# My Yeti ARC, Team Marin, and too many questions



## sever (Apr 20, 2007)

So, I'm Sever, that's my real name, I'm 24 and I'm in Mesa AZ. I'm too young to have ridden any of the VRC bikes when they were new, but I am a giant bike nerd and have always picked people's brains when they brought old crap into the bike shop. I read through a lot of the archives to avoid asking redundant questions. I seem to have gotten off the wrong foot with everyone by outing a CL ad and perturbing a moderator, whoops. Let's start over.

I bought a Yeti Project Road from a fellow here in Phoenix on craigslist:








He used to be a team rider for 'Cantina'. I kept picking his brain about his bikes and he eventually told me he would have just given away his ARC, but was worried because it had a crack in the headtube that somebody might get hurt riding it! I offered to take it off his hands and he _threw it in with the road bike_. I didn't know anything about vintage Yetis but I did recognize the wheels from the 1994 world speed record bike.









Large version here: https://farm3.static.flickr.com/2689/4051538378_bf86ef9776_o.jpg









same thing on the other side. part of me wants to put a hose clamp on real tight and go ride the damn thing.



























bolt caps say 'Syncros Crank-O-Matic'. brand name crank bolts?

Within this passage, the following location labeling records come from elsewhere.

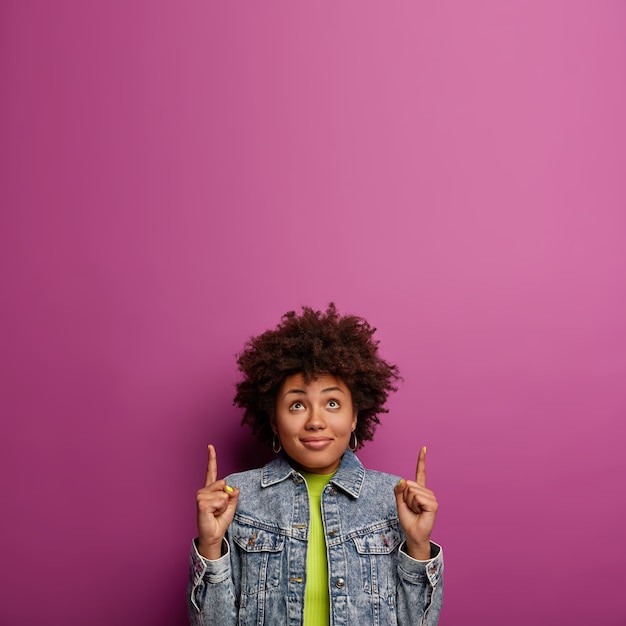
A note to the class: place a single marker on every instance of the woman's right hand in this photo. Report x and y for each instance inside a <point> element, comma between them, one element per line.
<point>217,503</point>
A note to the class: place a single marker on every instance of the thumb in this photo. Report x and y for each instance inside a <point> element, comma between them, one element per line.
<point>398,491</point>
<point>233,499</point>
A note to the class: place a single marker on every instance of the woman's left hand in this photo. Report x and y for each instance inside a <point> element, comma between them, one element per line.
<point>417,509</point>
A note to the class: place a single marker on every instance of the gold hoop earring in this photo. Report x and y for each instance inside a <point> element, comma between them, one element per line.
<point>356,442</point>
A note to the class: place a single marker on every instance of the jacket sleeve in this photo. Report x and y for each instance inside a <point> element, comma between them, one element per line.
<point>420,589</point>
<point>210,591</point>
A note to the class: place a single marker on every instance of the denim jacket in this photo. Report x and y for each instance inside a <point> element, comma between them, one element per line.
<point>261,576</point>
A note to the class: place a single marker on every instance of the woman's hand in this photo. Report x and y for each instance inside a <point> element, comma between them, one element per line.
<point>216,508</point>
<point>417,509</point>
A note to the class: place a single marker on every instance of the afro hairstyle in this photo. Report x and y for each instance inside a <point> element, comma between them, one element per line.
<point>314,343</point>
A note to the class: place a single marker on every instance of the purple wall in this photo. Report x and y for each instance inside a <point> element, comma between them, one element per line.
<point>175,176</point>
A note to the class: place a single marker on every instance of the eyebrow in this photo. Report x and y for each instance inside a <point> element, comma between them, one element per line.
<point>302,391</point>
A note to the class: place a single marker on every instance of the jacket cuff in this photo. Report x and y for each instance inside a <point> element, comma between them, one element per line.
<point>212,571</point>
<point>414,571</point>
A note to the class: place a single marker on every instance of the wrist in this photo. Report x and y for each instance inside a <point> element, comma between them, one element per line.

Frame: Easton Aluminum ARC 1993 (mine is A337 and a very early one from 1992)
Fork: Manitou 3 (another hint for 1993, adjustment knobs are custom, internals too?)
Rims: Yeti HED Downhill
Hubs: Ringle
Quick Release: Kore - where are the drilled Violet levers??
Tires: Yeti FRO
Crank: Grafton Joy Stix
Crank Bolts: Syncros Crank-O-Matics
Front Derailleur: XTR M900
Rear Derailleur: XTR M900
Shifter Pods: XTR M900 with Grafton Shifter Pod Adapters
Handlebars: Answer Alumilite 7075
Grips: Yeti Hardcore
Stem: Ringle (yes, definitely but podercoated desert turquoise)
Headset: Chris King 1 1/4"
Brake set: Grafton Speed Controllers
Brake Cable Hangers: Ringle Mojos
Brake levers: Grafton re-entry levers
Saddle: Odyssey Svelte Ti Kevlar
Seat Post: Ringle Moby (26,8mm)
Bottlecage: Ringle
Paint: Turq / Dark Gray ("dart" paintjob)
Size: Med
Serial #: A602
Place of Origin: Durango, CO

Biggest mystery: the wheels. Tell me more about these. Is the carbon purely for aero? It doesn't seem structural, i.e, I think there's an aluminum rim underneath there. I've googled HED carbon yeti downhill, searched Yetifan, MTBR, etc, still can't find an explanation of why these wheels exist. Lay it on me.
Who is TWP? I have a v-brake noodle with their logo too...
What exactly are the cranks/brakes/levers?
My ARC is the 602nd one built? What year is it? The catalogs suggest 1995, but the threaded fork and headset don't match. Did Yeti even sell complete bikes?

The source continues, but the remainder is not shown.